The year is 1972. Martin Sheen and Hal Holbrook have been ubiquitous on small screens since the ‘50s; familiar faces to TV audiences, but far from the level of fame that would find them later in their careers. After a decade of writing for other people’s series, William Link and Richard Levinson have recently started penning their own TV movies; My Sweet Charlie won them their first Emmy in 1970, and Prescription: Murder had just become a little show called Columbo in 1971. The four men were about to collaborate on the rarest of ventures: A TV movie that would be remembered decades after it aired.
That Certain Summer sees 14-year-old Nick (Scott Jacoby) spend the summer with his dad Doug (Hal Holbrook), a contractor in San Francisco, who’s been divorced from Nick’s mom (Hope Lange) for three years. Nick’s excitement for the visit is immediately quashed when he meets Doug’s “friend” Gary (Martin Sheen), who continues to interrupt their father-son time throughout his trip.
Doug and Gary are actually romantic partners, and Doug hasn’t worked out how—or even if—he’s going to tell his son; it’s clear he’s hoping that Gary and Nick will become such good pals, Nick will be thrilled to learn the news. But remember, we’re in 1972 here, and Doug’s dream proves rather optimistic. As the summer progresses, the realization of who Gary really is to his father slowly sinks in, and he’s not thrilled. Not in the slightest.

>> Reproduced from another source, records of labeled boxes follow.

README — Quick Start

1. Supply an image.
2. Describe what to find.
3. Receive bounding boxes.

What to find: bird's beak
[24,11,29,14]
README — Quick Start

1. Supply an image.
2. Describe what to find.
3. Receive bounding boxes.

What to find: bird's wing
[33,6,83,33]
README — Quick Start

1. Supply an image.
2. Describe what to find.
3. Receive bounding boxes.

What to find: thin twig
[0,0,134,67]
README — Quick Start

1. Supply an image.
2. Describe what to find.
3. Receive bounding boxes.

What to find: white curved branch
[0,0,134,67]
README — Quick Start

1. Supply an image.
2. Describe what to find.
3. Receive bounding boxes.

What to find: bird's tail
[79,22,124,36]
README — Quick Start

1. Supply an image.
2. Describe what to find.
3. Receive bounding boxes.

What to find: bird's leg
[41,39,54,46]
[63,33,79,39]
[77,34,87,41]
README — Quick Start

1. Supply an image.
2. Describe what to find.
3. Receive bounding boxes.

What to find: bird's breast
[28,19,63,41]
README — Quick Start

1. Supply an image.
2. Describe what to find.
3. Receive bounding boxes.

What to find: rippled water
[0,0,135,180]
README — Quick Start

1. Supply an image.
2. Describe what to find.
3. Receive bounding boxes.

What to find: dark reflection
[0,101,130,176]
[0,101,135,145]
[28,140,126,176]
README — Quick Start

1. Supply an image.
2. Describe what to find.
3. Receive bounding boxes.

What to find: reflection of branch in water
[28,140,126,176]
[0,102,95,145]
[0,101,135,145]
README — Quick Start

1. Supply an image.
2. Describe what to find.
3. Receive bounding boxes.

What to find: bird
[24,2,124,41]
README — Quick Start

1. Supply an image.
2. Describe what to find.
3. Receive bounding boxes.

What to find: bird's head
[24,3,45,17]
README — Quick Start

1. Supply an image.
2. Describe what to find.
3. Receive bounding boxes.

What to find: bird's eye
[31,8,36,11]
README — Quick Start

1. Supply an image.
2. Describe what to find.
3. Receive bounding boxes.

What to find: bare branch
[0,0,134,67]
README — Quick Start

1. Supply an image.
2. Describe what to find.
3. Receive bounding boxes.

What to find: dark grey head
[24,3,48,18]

That Certain Summer is widely credited as being the first TV broadcast to portray a gay couple in a positive light. Still, airing on network TV in 1972 meant a whole host of challenges. No way was the skittish ABC going to allow the sort of physical affection they showed between straight couples numerous times a day; even lingering eye contact was verboten. The creative team was tasked with telling a story about a loving gay couple that would be broadcast on a network profoundly uncomfortable with the whole idea.
Nevertheless, they did an impressive job. Sheen and Holbrook, aided by Link and Levinson’s sensitive dialogue, quickly conjure the kind of ease with each other that naturally stems from intimacy. Their dynamic is established so convincingly, you can imagine what their weekends together would look like, how they’d be at a dinner party, or in a crisis; when a later exchange reveals they’ve been together less than a year, it comes as a surprise. Considering that at the time That Certain Summer was aired, homosexuality was still a year from being officially declassified as a mental illness by the American Psychiatric Association, the comfortable banality of Doug and Gary’s relationship was, in itself, revolutionary.
One of ABC’s demands was that Link and Levinson include a character who represented “the average heterosexual American.” Enter Gary’s boorish brother-in-law, Phil (Joe Don Baker). Gary usually lives with Doug, but is staying at his sister’s place for the duration of Nick’s visit. One morning, seemingly out of nowhere, Phil starts being aggressively tolerant of Gary’s “friend.”